Ephriam made a short appearance in the film adaptation of the play Diary of a Mad Black Woman. She also portrayed the same judge character in both Madea's Family Reunion and Madea Goes to Jail. As a note, her first name is pronounced "may-BLENE," as in the Chuck Berry song "Maybellene."

===Justice with Judge Mablean===
In the fall of 2014, Ephriam returned to TV with a new court room series, produced by Entertainment Studios. Airing in syndication and on ES's Justice Central network, it is the fifth courtroom series from Entertainment Studios. Episodes are filmed in Culver City, CA.

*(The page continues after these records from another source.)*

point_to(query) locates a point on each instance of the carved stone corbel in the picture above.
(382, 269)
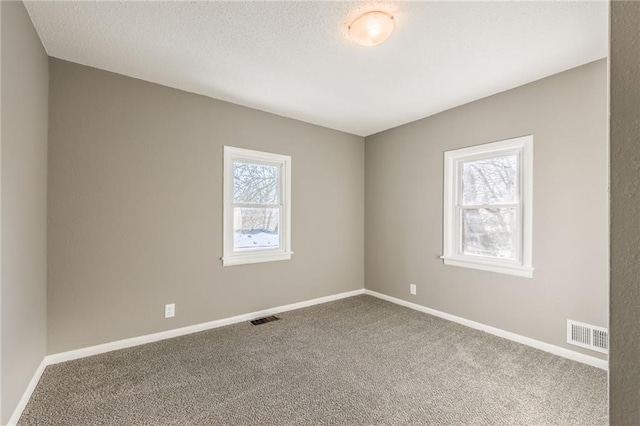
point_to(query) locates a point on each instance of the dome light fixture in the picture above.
(372, 28)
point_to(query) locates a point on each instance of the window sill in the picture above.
(245, 259)
(517, 270)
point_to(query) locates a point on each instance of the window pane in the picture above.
(490, 181)
(256, 228)
(255, 183)
(489, 232)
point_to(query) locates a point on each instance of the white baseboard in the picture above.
(135, 341)
(556, 350)
(149, 338)
(26, 396)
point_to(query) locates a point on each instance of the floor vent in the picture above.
(588, 336)
(264, 320)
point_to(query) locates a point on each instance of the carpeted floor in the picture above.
(357, 361)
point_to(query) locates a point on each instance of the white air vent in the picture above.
(588, 336)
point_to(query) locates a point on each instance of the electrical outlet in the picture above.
(170, 310)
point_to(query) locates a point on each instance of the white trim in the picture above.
(283, 162)
(466, 262)
(523, 265)
(547, 347)
(26, 396)
(149, 338)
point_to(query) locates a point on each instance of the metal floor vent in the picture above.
(264, 320)
(588, 336)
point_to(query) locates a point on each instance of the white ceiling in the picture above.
(294, 58)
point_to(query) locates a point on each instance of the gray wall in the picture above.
(624, 365)
(135, 209)
(24, 202)
(567, 114)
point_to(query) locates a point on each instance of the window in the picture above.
(257, 207)
(487, 207)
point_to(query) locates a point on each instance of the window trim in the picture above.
(452, 252)
(230, 256)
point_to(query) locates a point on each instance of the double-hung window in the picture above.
(257, 207)
(487, 207)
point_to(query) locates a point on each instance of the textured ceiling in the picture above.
(295, 58)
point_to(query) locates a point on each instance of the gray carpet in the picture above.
(357, 361)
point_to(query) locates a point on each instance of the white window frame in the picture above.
(283, 252)
(452, 239)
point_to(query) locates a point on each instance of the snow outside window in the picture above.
(487, 210)
(257, 210)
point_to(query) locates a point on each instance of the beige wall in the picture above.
(135, 213)
(24, 201)
(624, 366)
(567, 114)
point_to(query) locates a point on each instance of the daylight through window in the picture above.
(257, 209)
(487, 212)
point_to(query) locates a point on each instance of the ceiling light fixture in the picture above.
(372, 28)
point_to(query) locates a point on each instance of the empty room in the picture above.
(310, 212)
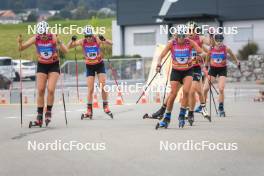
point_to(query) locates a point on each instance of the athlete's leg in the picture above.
(102, 80)
(52, 83)
(221, 85)
(90, 86)
(209, 80)
(41, 86)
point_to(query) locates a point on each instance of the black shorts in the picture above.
(97, 68)
(47, 68)
(197, 73)
(178, 75)
(217, 71)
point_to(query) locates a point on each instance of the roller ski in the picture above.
(38, 122)
(198, 109)
(47, 118)
(190, 118)
(186, 113)
(181, 122)
(88, 114)
(164, 123)
(157, 115)
(108, 112)
(205, 114)
(222, 113)
(221, 110)
(182, 117)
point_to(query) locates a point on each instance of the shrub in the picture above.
(248, 49)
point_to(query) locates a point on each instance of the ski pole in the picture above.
(21, 88)
(212, 98)
(168, 76)
(114, 76)
(151, 80)
(62, 91)
(76, 70)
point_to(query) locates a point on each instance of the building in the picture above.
(9, 17)
(137, 28)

On May 5, 2025, it was announced that the show would be renewed for two more seasons, taking the show through its thirteenth season.

==Other projects==
Ephriam hosted an annual event on Father's Day called The H.U.F. Awards, where she leads a star-studded community celebration of otherwise unsung fathers. In June 2010, Ephriam expressed joy and appreciation for the event on The Jazz Joy and Roy syndicated radio show.

... I would love to get some more money to do what I really want to do, but just putting on this brunch for the fathers and allowing them to have a really wonderful Fathers Day, to share in the joy of good music and good food and good entertainment and being out with family, and all of us making a fuss over them, which doesn't happen for most of the fathers ... That gives me great pleasure and great joy. It is also a joy to be able to award scholarships at The H.U.F Awards. I am just so excited about the scholarship recipients! There is the press that we're not going to college--we are going to college. The young people who applied ranged in GPAs from 1.5 to 5 points. We want to encourage all of them to go to college and pursue their dreams.

Ephriam also appeared on the first season of Celebrity Fit Club where she went from 208 lbs to 183, losing 25 lbs, 12% of her body weight. Ephriam revealed to VH1 that she has kept off all of the weight. She added that her weight goes up and down, but she never exceeds 183.